Molecular aspects of epithelial γδ T cell regulation.

γδ T cells lie at the interface between innate and adaptive immunity, sharing features with both arms of the immune system. The vast majority of γδ T cells reside in epithelial layers of tissues such as skin, gut, lung, tongue and reproductive tract where they provide a first line of defense against environmental attack. The existence of epithelium-resident γδ T cells has been known for over 20 years but our understanding of the molecular events regulating development and function of these cells is incomplete.

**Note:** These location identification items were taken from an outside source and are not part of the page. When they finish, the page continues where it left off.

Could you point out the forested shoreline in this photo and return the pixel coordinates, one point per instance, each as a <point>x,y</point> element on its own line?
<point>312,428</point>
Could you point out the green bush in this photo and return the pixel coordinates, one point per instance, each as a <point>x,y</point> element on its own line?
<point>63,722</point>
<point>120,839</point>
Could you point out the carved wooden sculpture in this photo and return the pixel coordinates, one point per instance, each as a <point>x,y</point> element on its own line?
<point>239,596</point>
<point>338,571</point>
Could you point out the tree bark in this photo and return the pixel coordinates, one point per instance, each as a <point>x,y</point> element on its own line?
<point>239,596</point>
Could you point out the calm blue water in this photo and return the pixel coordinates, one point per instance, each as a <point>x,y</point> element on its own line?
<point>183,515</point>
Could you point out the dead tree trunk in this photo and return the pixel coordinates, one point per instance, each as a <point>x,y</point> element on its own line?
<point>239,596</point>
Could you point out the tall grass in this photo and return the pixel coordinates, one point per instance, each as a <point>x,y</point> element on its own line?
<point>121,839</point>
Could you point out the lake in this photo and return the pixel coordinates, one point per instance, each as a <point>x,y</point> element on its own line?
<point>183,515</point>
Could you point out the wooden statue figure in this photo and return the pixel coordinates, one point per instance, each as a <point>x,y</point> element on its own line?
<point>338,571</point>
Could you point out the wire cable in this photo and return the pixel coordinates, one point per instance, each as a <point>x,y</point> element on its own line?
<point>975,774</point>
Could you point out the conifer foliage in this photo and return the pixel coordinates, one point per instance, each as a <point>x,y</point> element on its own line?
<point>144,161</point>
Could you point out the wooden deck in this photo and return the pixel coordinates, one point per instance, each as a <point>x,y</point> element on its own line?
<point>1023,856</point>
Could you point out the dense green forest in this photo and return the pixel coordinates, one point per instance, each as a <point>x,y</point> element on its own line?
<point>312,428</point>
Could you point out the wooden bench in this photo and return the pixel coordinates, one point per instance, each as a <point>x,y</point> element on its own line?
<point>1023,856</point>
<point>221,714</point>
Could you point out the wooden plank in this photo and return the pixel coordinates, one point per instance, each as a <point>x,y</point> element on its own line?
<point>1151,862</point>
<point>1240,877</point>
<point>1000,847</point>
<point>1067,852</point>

We review recent advances in the field, with particular emphasis on the γδ T cell population resident in mouse epidermis. These studies have enhanced our knowledge and understanding of the life cycle of this enigmatic population of cells.

Molecular insights into γδ T cell costimulation by an anti-JAML antibody.

γδ T cells bridge innate and adaptive immunity and function in immunosurveillance, immunoregulation, tumor cell recognition, and as first line of defense against microbial infection. Costimulation of epithelial γδ T cell activation by the JAML receptor can be induced by interaction with its endogenous ligand CAR or by binding of the stimulatory antibody HL4E10. We, therefore, determined the crystal structure of the JAML-HL4E10 Fab complex at 2.95 Å resolution. HL4E10 binds the membrane-proximal domain of JAML through hydrophobic interactions that account for nanomolar affinity and long half-life, contrasting with the fast kinetics and micromolar affinity of the hydrophilic CAR interaction with the membrane-distal JAML domain. Thus, despite different binding sites and mechanisms, JAML interaction with these two disparate ligands leads to the same functional outcome, namely JAML triggering and induction of cell signaling. Several characteristics of the HL4E10 antibody might then be harnessed in therapeutic applications, such as promoting healing of acute or chronic wounds.

The junctional adhesion molecule JAML is a costimulatory receptor for epithelial gammadelta T cell activation.

Gammadelta T cells present in epithelial tissues provide a crucial first line of defense against environmental insults, including infection, trauma, and malignancy, yet the molecular events surrounding their activation remain poorly defined. Here we identify an epithelial gammadelta T cell-specific costimulatory molecule, junctional adhesion molecule-like protein (JAML). Binding of JAML to its ligand Coxsackie and adenovirus receptor (CAR) provides costimulation leading to cellular proliferation and cytokine and growth factor production. Inhibition of JAML costimulation leads to diminished gammadelta T cell activation and delayed wound closure akin to that seen in the absence of gammadelta T cells. Our results identify JAML as a crucial component of epithelial gammadelta T cell biology and have broader implications for CAR and JAML in tissue homeostasis and repair.

The molecular interaction of CAR and JAML recruits the central cell signal transducer PI3K.

Coxsackie and adenovirus receptor (CAR) is the primary cellular receptor for group B coxsackieviruses and most adenovirus serotypes and plays a crucial role in adenoviral gene therapy. Recent discovery of the interaction between junctional adhesion molecule-like protein (JAML) and CAR uncovered important functional roles in immunity, inflammation, and tissue homeostasis. Crystal structures of JAML ectodomain (2.2 angstroms) and its complex with CAR (2.8 angstroms) reveal an unusual immunoglobulin-domain assembly for JAML and a charged interface that confers high specificity. Biochemical and mutagenesis studies illustrate how CAR-mediated clustering of JAML recruits phosphoinositide 3-kinase (P13K) to a JAML intracellular sequence motif as delineated for the alphabeta T cell costimulatory receptor CD28. Thus, CAR and JAML are cell signaling receptors of the immune system with implications for asthma, cancer, and chronic nonhealing wounds.